Finding Fourier Series f(x)=1 & Integrating for g(x)=x on 0<=x<=pi

[stunner5000pt]

Find the Fourier series for f(x)=1 on the interval 0 <=x <= pi in temrs of phi = sin nx. By integrating thi series find a convergent series for hte function g(x) =x oin this interval assuming that the set {sin nx} is complete

i can find the Fourier series for f(x) =1. But i would like to know why n is supposed to be odd becuase the answer i get is
$$\frac{2}{\pi} \sum_{n=1}^{\infty} \frac{1 - \cos(n \pi)}{n} \sin(nx)$$
the text ssumes n is odd. Is it becuase if n was even then the summand would be zero?
the answer in the text is $$\frac{4}{\pi} \sum_{n=1}^{\infty} \frac{\sin(2k-1) x}{2k-1}$$

How would i integrate the series?
f i integrate the answer for the text i get $$\frac{-4}{\pi} \sum_{n=1}^{\infty} \frac{\cos(2k-1) x}{(2k-1)^2}$$
but hte answer in the book i
$$\frac{-4}{\pi} \sum_{n=1}^{\infty} \frac{1-\cos(2k-1) x}{(2k-1)^2}$$

why or where is that 1 / (2k-1)^2 term coming from? Can someone please help?

Thank you

 

[quasar987]

Find the Fourier series for f(x)=1 on the interval 0 <=x <= pi in temrs of phi = sin nx. By integrating thi series find a convergent series for hte function g(x) =x oin this interval assuming that the set {sin nx} is complete
i can find the Fourier series for f(x) =1. But i would like to know why n is supposed to be odd becuase the answer i get is
$$\frac{2}{\pi} \sum_{n=1}^{\infty} \frac{1 - \cos(n \pi)}{n} \sin(nx)$$
the text ssumes n is odd. Is it becuase if n was even then the summand would be zero?
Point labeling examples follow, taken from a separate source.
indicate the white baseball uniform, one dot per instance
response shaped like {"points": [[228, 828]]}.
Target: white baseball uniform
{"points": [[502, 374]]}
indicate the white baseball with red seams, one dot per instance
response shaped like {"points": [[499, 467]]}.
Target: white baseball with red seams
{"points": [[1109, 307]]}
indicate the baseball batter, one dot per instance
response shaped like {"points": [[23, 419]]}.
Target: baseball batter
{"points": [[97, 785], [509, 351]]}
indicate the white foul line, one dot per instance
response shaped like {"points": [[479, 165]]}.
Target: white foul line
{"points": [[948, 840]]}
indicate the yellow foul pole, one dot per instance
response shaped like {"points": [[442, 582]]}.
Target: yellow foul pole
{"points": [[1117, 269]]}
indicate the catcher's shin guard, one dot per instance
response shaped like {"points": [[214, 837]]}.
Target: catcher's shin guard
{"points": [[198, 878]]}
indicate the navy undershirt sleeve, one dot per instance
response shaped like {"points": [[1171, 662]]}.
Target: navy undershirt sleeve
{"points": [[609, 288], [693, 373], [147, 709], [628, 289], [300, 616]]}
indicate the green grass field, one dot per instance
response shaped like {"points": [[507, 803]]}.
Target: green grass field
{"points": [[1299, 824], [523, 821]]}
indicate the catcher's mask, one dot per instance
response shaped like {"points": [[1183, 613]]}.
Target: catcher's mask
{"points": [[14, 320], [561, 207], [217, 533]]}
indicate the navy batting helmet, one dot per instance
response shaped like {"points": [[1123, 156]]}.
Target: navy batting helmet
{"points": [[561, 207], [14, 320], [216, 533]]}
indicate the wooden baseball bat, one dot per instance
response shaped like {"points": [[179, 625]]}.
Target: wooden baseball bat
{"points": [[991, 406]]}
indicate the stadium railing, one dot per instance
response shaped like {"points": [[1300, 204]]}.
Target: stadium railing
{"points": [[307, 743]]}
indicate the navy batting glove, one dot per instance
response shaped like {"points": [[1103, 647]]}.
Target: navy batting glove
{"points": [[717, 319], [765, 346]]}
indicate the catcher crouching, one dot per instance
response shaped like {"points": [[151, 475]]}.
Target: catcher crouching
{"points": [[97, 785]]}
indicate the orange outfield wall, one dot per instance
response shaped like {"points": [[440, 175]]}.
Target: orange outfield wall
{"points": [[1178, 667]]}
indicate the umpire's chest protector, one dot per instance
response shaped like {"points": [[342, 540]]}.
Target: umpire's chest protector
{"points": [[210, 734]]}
Precisely. Try plugging different values of n in cos(n pi). You will see that cos(n pi) = (-1)^n. Hence, for n even, cos(n pi)=1 and the summand vanishes. Now your sum is over all odd positive integers. But you can restore the sum to be over all positive integer by noting that the change of variable n-->2k-1 (with k running over the naturals) spans exactly every odd positive integers. This is what the book did.
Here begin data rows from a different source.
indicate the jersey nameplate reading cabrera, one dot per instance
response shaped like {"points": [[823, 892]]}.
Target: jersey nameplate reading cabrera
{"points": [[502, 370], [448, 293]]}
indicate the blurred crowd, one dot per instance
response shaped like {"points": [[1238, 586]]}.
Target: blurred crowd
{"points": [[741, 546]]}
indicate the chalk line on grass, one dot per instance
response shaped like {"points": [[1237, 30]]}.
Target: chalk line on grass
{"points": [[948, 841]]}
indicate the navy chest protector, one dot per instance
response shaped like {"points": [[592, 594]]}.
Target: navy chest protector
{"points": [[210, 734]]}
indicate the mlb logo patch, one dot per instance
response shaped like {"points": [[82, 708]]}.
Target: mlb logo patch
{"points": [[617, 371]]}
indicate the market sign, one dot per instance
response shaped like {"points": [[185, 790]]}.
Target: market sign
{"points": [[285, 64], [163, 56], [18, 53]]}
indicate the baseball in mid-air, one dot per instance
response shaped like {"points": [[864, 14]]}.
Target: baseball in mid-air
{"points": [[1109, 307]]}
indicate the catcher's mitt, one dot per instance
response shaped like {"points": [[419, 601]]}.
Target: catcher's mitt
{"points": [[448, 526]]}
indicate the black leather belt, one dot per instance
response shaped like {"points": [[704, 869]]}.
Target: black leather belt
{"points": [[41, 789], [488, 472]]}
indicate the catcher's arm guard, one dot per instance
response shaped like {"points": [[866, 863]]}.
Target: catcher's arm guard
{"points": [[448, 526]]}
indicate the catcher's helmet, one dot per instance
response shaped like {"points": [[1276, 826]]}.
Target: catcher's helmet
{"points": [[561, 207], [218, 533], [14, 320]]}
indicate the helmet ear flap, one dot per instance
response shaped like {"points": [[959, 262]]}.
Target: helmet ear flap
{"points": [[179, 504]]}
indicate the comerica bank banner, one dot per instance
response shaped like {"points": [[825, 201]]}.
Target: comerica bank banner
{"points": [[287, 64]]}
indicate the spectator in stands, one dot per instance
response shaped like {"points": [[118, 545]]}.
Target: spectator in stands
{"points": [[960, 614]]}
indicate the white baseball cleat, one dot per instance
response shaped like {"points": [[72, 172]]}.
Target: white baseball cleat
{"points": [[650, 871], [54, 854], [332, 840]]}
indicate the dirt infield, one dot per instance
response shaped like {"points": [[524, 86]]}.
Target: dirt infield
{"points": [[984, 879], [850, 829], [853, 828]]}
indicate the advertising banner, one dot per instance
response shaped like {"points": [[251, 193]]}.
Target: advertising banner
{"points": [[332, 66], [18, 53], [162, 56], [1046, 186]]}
How would i integrate the series?

If you've seen how to prove the uniform convergence of Fourier series, do it. If not, assume it does converge uniformly such that the integral of the sum is the serie of the integrals.

f i integrate the answer for the text i get $$\frac{-4}{\pi} \sum_{n=1}^{\infty} \frac{\cos(2k-1) x}{(2k-1)^2}$$
but hte answer in the book i
$$\frac{-4}{\pi} \sum_{n=1}^{\infty} \frac{1-\cos(2k-1) x}{(2k-1)^2}$$
why or where is that 1 / (2k-1)^2 term coming from? Can someone please help?
Thank you

I think it comes from the constants of integration and then evaluating the serie at x=0, but I don't understand the mechanism exactly. It is true that setting one constant 0 and the other 1 / (2k-1)^2 makes the serie work when evaluating at x = 0, but how can we be sure that these are the right constant?